We recognize that our study has some limitations. First, the associations observed in our study could be false positives. A false positive association is frequently caused by the confounding effect of population stratification when ethnicity or geographic origin is associated with the phenotype and genotype. We attempted to control for this type of bias by verifying and adjusting for the origin (especially Italian origin). Our sample size is small compared with the majority of genetic association studies. This resulted in a lower power to detect any associations with a high level of statistical significance. Calculation of statistical power using a mean difference per allele of 50 g showed that we had a 44% power to detect an association. Finally, birth weight is a simple measure that does not discern between fat mass and other components.

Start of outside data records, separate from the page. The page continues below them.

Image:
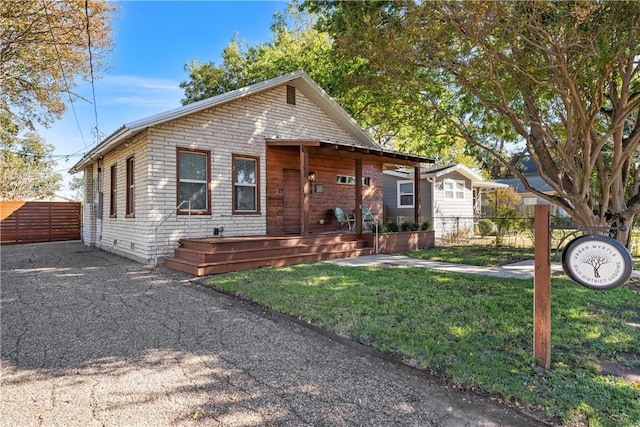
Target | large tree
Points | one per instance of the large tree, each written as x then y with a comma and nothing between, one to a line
297,44
27,170
44,46
559,78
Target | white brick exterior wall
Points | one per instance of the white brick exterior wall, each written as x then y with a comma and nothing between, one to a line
240,128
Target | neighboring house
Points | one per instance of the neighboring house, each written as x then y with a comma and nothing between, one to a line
452,196
274,158
528,199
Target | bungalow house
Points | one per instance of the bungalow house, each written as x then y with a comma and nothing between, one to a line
273,159
529,199
452,196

Future studies need to investigate a more precise measure of fat mass in newborns using total body electric conductivity, dual energy x-ray absorptiometry, or air displacement plethysmography [47].

Conclusions

In conclusion, the present study investigated 494 newborns with well-documented confounding factors that affect birth weight. After exclusion of pathological situations affecting birth weight, the FTO risk allele for obesity showed a significant, inverse association with birth weight. This association remained significant after correction for confounding factors and maternal FTO variants. This observation is compatible with the notion that genetic variants leading to obesity in later life may cause lower weight in fetal life, and supports a role for FTO in early growth.